Physical, or mechanical, defenses are barriers or structures designed to deter herbivores or reduce intake rates, lowering overall herbivory. Thorns such as those found on roses or acacia trees are one example, as are the spines on a cactus. Smaller hairs known as trichomes may cover leaves or stems and are especially effective against invertebrate herbivores (Pillemer and Tingey 1976). In addition, some plants have waxes or resins that alter their texture, making them difficult to eat. Also the incorporation of silica into cell walls is analogous to that of the role of lignin in that it is a compression-resistant structural component of cell walls; so that plants with their cell walls impregnated with silica are thereby afforded a measure of protection against herbivory (Epstein 1994).

Chemical defenses are secondary metabolites produced by the plant that deter herbivory. There are a wide variety of these in nature and a single plant can have hundreds of different chemical defenses. Chemical defenses can be divided into two main groups, carbon-based defenses and nitrogen-based defenses.

Carbon-based defenses include terpenes and phenolics. Terpenes are derived from 5-carbon isoprene units and comprise essential oils, carotenoids, resins, and latex. They can have several functions that disrupt herbivores such as inhibiting adenosine triphosphate (ATP) formation, molting hormones, or the nervous system (Langenheim 1994). Phenolics combine an aromatic carbon ring with a hydroxyl group. There are several different phenolics such as lignins, which are found in cell walls and are very indigestible except for specialized microorganisms; tannins, which have a bitter taste and bind to proteins making them indigestible; and furanocumerins, which produce free radicals disrupting DNA, protein, and lipids, and can cause skin irritation.
Nitrogen-based defenses are synthesized from amino acids and primarily come in the form of alkaloids and cyanogens. Alkaloids include commonly recognized substances such as caffeine, nicotine, and morphine. These compounds are often bitter and can inhibit DNA or RNA synthesis or block nervous system signal transmission. Cyanogens get their name from the cyanide stored within their tissues. This is released when the plant is damaged and inhibits cellular respiration and electron transport.
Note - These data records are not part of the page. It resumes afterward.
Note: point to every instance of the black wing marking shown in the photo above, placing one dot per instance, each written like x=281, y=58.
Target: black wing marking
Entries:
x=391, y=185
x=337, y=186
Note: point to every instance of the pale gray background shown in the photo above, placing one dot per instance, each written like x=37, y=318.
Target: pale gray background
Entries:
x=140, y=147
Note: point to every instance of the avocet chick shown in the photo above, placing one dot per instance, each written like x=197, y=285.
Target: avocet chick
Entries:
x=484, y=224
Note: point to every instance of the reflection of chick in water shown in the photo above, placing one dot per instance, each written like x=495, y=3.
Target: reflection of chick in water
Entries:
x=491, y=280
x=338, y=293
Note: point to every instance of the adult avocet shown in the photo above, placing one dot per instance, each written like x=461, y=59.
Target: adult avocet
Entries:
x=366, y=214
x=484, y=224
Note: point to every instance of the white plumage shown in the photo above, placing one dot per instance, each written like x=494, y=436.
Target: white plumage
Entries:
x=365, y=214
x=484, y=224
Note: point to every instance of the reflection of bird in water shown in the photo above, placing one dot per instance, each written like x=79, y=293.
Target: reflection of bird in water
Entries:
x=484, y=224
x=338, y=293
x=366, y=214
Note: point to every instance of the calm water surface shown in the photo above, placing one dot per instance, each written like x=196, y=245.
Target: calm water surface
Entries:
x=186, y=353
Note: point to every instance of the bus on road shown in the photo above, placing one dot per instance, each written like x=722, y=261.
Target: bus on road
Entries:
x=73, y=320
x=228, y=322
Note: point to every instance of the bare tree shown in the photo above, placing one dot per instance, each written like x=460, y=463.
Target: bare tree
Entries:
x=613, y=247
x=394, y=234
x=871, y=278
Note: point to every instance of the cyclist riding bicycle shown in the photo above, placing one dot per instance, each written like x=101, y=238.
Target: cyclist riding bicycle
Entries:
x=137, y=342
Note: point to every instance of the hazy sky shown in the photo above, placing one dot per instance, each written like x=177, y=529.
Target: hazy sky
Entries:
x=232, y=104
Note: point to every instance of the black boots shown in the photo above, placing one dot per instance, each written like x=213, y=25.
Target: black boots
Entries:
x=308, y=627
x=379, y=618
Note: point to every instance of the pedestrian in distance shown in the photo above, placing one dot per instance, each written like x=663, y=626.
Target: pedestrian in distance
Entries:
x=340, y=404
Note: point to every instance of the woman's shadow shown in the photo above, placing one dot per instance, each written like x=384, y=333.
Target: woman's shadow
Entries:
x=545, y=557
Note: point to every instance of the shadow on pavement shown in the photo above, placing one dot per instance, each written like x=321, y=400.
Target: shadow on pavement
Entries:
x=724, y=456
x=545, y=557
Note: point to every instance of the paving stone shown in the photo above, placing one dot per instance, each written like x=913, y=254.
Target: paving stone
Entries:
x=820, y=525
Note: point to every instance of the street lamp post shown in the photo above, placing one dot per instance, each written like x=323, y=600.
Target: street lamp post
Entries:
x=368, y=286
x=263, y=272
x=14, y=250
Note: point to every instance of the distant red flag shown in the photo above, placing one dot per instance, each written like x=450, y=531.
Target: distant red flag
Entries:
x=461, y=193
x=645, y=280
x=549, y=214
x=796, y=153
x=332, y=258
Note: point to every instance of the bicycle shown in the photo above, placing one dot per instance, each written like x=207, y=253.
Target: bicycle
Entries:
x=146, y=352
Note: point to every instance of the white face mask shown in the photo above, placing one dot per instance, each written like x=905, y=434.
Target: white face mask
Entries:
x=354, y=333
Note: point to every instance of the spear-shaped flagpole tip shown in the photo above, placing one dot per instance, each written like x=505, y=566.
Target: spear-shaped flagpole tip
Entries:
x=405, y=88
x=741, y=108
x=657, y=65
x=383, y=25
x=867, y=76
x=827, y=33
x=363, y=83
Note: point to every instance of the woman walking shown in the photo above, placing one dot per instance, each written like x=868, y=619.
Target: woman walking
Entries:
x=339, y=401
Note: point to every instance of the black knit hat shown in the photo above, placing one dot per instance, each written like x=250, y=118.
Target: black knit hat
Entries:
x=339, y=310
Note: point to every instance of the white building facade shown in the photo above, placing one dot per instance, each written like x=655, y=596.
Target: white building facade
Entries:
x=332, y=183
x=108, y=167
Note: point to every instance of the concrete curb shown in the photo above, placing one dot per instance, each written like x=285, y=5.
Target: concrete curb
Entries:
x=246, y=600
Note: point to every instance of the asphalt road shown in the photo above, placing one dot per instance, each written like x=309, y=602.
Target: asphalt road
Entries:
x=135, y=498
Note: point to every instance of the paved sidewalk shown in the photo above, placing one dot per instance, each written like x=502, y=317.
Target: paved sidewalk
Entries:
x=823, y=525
Plants have also changed features that enhance the probability of attracting natural enemies to herbivores. Some emit semiochemicals, odors that attract natural enemies, while others provide food and housing to maintain the natural enemies' presence, e.g. ants that reduce herbivory (Heil et al. 2001). A given plant species often has many types of defensive mechanisms, mechanical or chemical, constitutive or induced, which allow it to escape from herbivores.